Проехали Руасси. Потом сортировочную станцию, забитую пустыми пригородными поездами, — значит скоро Париж. Знаменитый «красный» северный пригород. По грубому бетону, как в Лондоне, — надписи всех цветов радуги. Однако здесь один министр культуры объявил этих стеномарал художниками, чью форму самовыражения можно рассматривать наряду с музыкой хип-хоп[185] или катанием на скейтборде. Старый хрыч. Если это тот самый министр, что вручил тебе зеленый значок, который ты носишь на лацкане, то поделом тебе. Он скосил глаза на зеленую бляшку; как и недовольство своими фотографиями, это еще один штришок, свидетельствующий о его тщеславии. Он оглядел свой костюм, сидящий, увы, не безупречно: линии моды и линии тела расходятся все дальше. Пояс брюк врезается в растущий животик, зато сами брюки свободно болтаются на усохших ногах. Сейчас уже в магазин с авоськой не ходят, но он помнит, какие причудливые формы принимали набитые овощами авоськи, старательно облекая свое содержимое. Вот во что он превратился — в уродливого, распираемого воспоминаниями старика. Да только метафора-то с изъянцем: в отличие от овощей воспоминания имеют свойство разрастаться, как раковая опухоль. С каждым годом твою авоську распирает все сильнее, она тяжелеет, и от ее тяжести ты все больше кособочишься.
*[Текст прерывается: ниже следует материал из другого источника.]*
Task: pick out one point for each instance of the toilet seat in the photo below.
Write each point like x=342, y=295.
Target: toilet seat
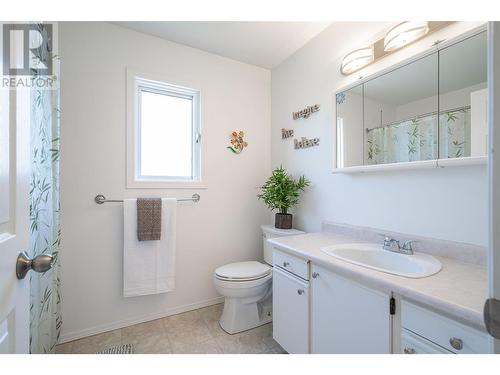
x=243, y=271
Да и что он такое, в конце-то концов? Всего лишь сборщик и просеиватель воспоминаний — собственных и исторических. А еще он прививает воспоминания другим людям. Что ж, нельзя сказать, что он позорно промотал свою жизнь. Да, он даже сам с собой, не говоря уж о беседах с посторонними, перескакивает с одной темы на другую; словно древний перегонный куб на железных колесах, неуклюже, со скрипом катит он от деревни к деревне, извлекая из местного уклада жизни его квинтэссенцию. Но то лучшее, что в нем еще осталось, его сила, помогает ему по-прежнему заниматься своим ремеслом.